BERLIN, RABU — Kanselir Jerman Angela Merkel memulai perundingan dengan Partai Sosial Demokrat (SPD) untuk mengakhiri krisis politik di Jerman pascapemilu September lalu. Pertemuan pada Rabu (13/12) malam itu berlangsung rahasia dan hasil perundingan tidak diumumkan.
Ketua SPD Martin Schulz bersedia berunding setelah memperoleh ”restu” dari partainya. Ia juga mendapat desakan dari Presiden Jerman Frank-Walter Steinmeier, tokoh SPD yang tak ingin pemilu diulang.

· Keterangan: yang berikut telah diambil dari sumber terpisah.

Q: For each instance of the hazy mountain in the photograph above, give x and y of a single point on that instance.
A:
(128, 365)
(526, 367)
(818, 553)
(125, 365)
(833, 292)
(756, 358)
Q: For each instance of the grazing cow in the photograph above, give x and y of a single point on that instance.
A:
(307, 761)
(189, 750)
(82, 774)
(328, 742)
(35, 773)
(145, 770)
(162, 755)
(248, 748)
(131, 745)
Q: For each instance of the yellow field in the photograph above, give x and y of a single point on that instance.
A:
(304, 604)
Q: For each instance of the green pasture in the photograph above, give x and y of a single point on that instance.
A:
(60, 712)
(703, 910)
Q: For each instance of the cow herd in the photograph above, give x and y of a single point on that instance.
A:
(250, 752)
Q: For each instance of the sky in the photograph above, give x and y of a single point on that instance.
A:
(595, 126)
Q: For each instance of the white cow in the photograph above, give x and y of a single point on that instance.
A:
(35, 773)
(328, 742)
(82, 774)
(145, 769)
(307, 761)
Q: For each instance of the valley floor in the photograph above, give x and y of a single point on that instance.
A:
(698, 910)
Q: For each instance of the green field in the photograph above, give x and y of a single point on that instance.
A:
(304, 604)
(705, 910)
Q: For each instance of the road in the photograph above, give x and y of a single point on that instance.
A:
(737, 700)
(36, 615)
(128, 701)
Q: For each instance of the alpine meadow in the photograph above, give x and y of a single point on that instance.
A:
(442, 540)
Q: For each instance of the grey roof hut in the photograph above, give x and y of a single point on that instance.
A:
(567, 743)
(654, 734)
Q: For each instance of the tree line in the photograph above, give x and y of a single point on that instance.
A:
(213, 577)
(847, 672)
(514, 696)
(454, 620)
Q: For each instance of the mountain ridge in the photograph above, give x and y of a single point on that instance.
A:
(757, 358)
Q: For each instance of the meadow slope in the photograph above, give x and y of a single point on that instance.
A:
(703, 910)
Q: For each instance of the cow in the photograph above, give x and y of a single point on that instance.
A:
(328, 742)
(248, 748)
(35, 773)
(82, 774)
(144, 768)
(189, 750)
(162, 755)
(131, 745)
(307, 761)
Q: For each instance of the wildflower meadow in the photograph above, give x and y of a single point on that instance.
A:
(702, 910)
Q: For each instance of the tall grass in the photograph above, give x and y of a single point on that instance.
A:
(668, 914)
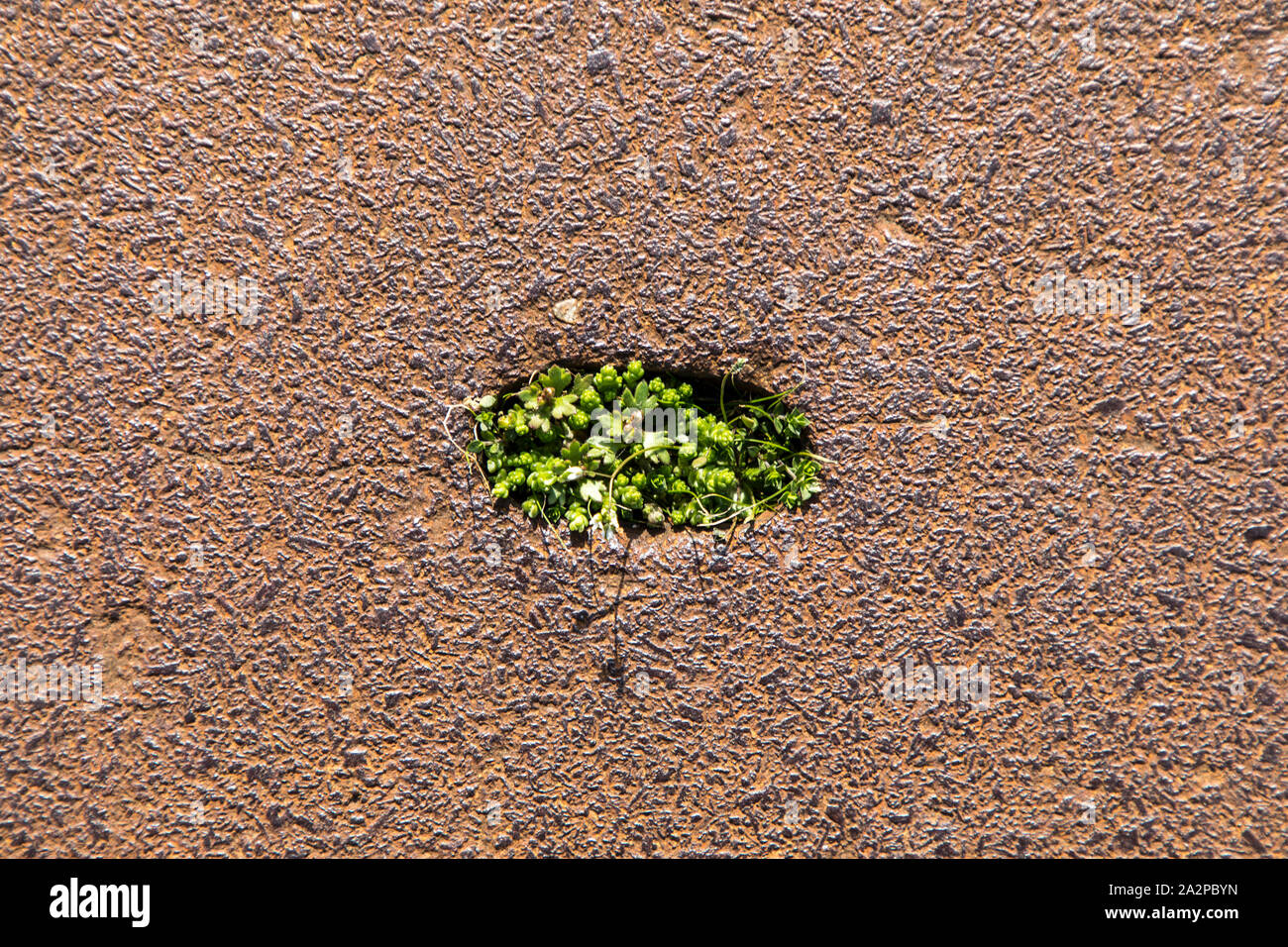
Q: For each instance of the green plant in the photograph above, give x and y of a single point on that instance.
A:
(596, 450)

Namun, sebelum pertemuan dimulai, SPD terus membombardir Merkel dengan aneka komentar dan persyaratan yang menekan. ”Poin yang paling menentukan bagi SPD adalah agenda sosial harus menjadi primadona di Jerman,” kata tokoh SPD, Carsten Schneider.
Partai Merkel, Uni Demokratik Kristen (CDU), yang didukung Uni Sosial Kristen (CSU), memenangi pemilu, tetapi gagal meraih kursi mayoritas. Upaya Merkel untuk membentuk pemerintahan dengan Partai Hijau dan Partai Demokratik Bebas (FDP) gagal setelah FDP menarik diri.
Secara konstitusional tak ada batasan waktu bagi Merkel untuk membentuk koalisi. Namun, Merkel menginginkan perundingan yang cepat menuju pemerintahan yang stabil.
Pada era kepemimpinan Presiden AS Donald Trump dan gelombang populisme yang mengepung Eropa, Merkel menggarisbawahi pentingnya Jerman untuk segera berperan. Jerman dan Perancis, menurut dia, memiliki peran sentral untuk mereformasi dan memberdayakan Uni Eropa.
”Saya tidak melebih-lebihkan saat mengatakan, dunia menanti kita untuk bisa segera berperan. Saya yakin pemerintahan yang stabil adalah dasar untuk memperoleh kerja sama terbaik dengan Perancis serta Eropa,” ujar Merkel yang mengisyaratkan dirinya tak berminat membentuk pemerintahan minoritas.
Saya yakin pemerintahan yang stabil adalah dasar untuk memperoleh kerja sama terbaik dengan Perancis serta Eropa.
Jika Merkel gagal membentuk koalisi dengan SPD, opsi yang tersisa adalah membentuk pemerintahan minoritas dengan Partai Hijau atau melaksanakan pemilu baru yang dilaksanakan secepatnya pada Februari 2018. Namun, Merkel telah menegaskan, pihaknya lebih memilih opsi pemilu baru.
Ketua Dewan Eropa untuk Urusan Luar Negeri Josef Janning mengatakan, kebuntuan politik di Jerman berdampak luas di dunia. ”Tak ada pihak yang lebih penting bagi Presiden Macron selain Berlin. Itu sebabnya, sungguh dramatis jika keberhasilan Macron untuk mendorong Eropa tidak memperoleh dukungan dalam tiga bulan terakhir,” katanya.
Setengah hati
Sikap SPD setengah hati dalam menyambut tawaran Merkel. Gagasan koalisi besar atau grand coalition (GroKo) ditentang keras sebagian anggota SPD, khususnya kelompok muda yang menganggap koalisi itu sebagai ”bunuh diri politik”. Alasannya, SPD akan semakin ditinggalkan oleh para pemilihnya jika kembali berada di bawah bayang-bayang Merkel.
Koalisi CDU/CSU dengan SPD telah terjadi delapan kali. Namun, koalisi empat tahun terakhir mengakibatkan hasil pemilu terburuk bagi kedua pihak.
SPD sejak awal menyatakan ingin menjadi oposisi. Namun, kebuntuan politik menekan SPD untuk ikut bertanggung jawab.
”Pertanyaan besarnya, siapa yang akan menjadi pemilih SPD di masa depan? Dalam koalisi lalu, GroKo kehilangan 14 persen suara. Hasil itu menunjukkan bahwa koalisi tidak boleh terulang,” kata Kevin Kuehnert (28), ketua generasi muda SPD.
Sejumlah tokoh SPD mengajukan alternatif baru, yaitu koalisi kerja sama atau cooperation coalition (KoKo). Lewat KoKo, kedua partai membentuk pemerintahan dengan kesepakatan pada sejumlah isu, sedangkan untuk beberapa isu lain yang kontroversial diserahkan pada proses perdebatan di parlemen.
Wakil Ketua CDU Julia Kloeckner menentang ide itu. ”Itu kesepakatan setengah hati. Tinggal pilih ingin memerintah atau tidak,” ucapnya.